He leaned back and considered her. She was not his usual type. Her body was natural— soft, rounded, without the planed, sculpted, perfected look, genetically or surgically augmented, that normally gratified his taste. The attraction was unusual; Gabriel couldn’t predict its outcome, or how long it would last. Perhaps (a sliver of doubt entering) it was merely a shared enthusiasm for Marcus’s pregnancy. He thought of calling up Augenblick and the Welcome Rain, but decided he didn’t want this handled. Not their way.
I never was attached to that great sect,” he said,
Whose doctrine is that each one should select
 Out of the crowd a mistress or a friend,
 And all the rest, though fair and wise, commend
 To cold oblivion.”
She smiled. “And you’re easily bored.”
“That as well.” Might as well concede that one.
She rolled over and regarded him with wide peridot eyes. “Will you make me your maîtresse en titre?”
“Do you want that? I’m surprised.”
“May I have it?”
“If that’s what you desire.”
She shook her head, then laughed. “I don’t, as it happens. But I needed to know if you’d give it to me.”
Surprise rolled through him. “Fayre eyes,” he said, “the myrrour of my mazed hart, what woundrous vertue is contaynd in you . . .”
“I had everything planned. I didn’t think— ” She considered her words. “This lightning would strike. Not this late.” Grinning wryly. “Not this lightning.”
“It has struck.” He kissed her. “Shall it strike again?”
She fluttered against his lips. “Yes, Aristos. Of course.”
Propelled by violas and stinging electric guitar, presto followed andante, and so to finale.
*
Gabriel continued his rounds about the reception, greeted Pristine Way and Prince Stanislaus. He succeeded in avoiding Virtue’s Icon. The reed flute wove its way through the throng, accented every conversation.

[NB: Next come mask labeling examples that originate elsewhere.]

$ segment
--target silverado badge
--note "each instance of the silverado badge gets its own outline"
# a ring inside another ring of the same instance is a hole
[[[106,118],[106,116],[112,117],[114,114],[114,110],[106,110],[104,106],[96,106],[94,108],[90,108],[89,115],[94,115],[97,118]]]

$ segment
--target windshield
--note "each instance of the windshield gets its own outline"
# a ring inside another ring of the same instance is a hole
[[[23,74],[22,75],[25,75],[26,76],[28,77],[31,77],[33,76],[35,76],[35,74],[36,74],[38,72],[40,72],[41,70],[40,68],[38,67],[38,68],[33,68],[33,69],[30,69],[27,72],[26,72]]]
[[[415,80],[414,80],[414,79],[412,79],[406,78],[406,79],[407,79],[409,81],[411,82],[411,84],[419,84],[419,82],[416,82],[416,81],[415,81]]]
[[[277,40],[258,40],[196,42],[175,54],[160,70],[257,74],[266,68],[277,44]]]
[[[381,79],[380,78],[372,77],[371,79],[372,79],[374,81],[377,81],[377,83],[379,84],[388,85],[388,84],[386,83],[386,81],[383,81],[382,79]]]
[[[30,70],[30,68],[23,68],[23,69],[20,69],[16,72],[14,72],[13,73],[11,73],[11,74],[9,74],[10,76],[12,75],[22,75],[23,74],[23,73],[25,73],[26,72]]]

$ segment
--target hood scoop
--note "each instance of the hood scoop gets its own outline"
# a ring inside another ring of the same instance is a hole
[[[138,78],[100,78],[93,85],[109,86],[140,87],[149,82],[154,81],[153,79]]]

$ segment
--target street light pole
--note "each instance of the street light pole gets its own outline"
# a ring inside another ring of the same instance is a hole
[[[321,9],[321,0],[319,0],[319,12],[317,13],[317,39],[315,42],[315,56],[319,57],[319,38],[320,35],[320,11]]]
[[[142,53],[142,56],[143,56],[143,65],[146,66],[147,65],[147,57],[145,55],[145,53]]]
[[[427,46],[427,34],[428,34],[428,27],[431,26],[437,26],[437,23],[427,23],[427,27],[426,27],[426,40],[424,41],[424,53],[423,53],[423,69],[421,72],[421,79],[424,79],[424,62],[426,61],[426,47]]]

He heard his name spoken, turned, and saw Zhenling. Pleasure tingled through his fingertips.
“Hail to the conqueror of Mount Mallory,” he said.
GABRIEL: Reno, statistics on Gregory Bonham, if you please.
RENO: Bonham, formal consort of Zhenling Ariste for the last thirteen years. Failed examinations in this last round, placing thirty-first among those who failed to pass. This is his second failure. He resides in the residential annex of Violet Jade Nanotechnology Laboratories in low orbit around Tienjin . . .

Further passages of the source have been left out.